WHO Report Says the Majority of Europeans are too Fat

By Cheri Cheng - 23 Sep '15 17:51PM

The majority of people living in Europe are too fat, a new report from the World Health Organization concluded.

Based from the WHO's European Health Report, 59 percent of the people from the WHO Europe region, which includes some parts of Asia, are either overweight or obese. The proportion of overweight/obese people was between 45 percent and 67 percent.

The report also found that the smoking rate for the region, at 30 percent, was higher than any other WHO region. On top of the high smoking rate, the researchers reported that this region also had the highest levels of alcohol consumption. The average intake was 11 liters or 20 pints (40 cups) of pure alcohol per year.

"Europeans drink and smoke more than anyone else. We are world champions - and it's not a good record," said Claudia Stein, the WHO Europe's head of information, evidence, research and innovation.

The report stated that these high rates are "alarming" because they all contribute to higher risks of heart disease, cancer and other chronic health conditions.

For now, however, the life expectancy is increasing steadily within the region with the premature mortality rate decreasing.

"This report shows heartening progress," WHO regional director for Europe Dr.

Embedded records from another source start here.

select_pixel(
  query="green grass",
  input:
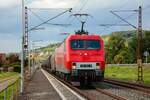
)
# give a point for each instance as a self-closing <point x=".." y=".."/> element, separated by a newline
<point x="8" y="74"/>
<point x="127" y="73"/>
<point x="11" y="90"/>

Zsuzsanna Jakab said. "But there is a very real risk that these gains will be lost if smoking and alcohol consumption continue at the current rate. This is especially relevant to young people, who may not live as long as their grandparents."

The report also looked into vaccination rates and found that the average measles immunization coverage has been increasing over the years. In 2015, there were four deaths linked to measles within the region.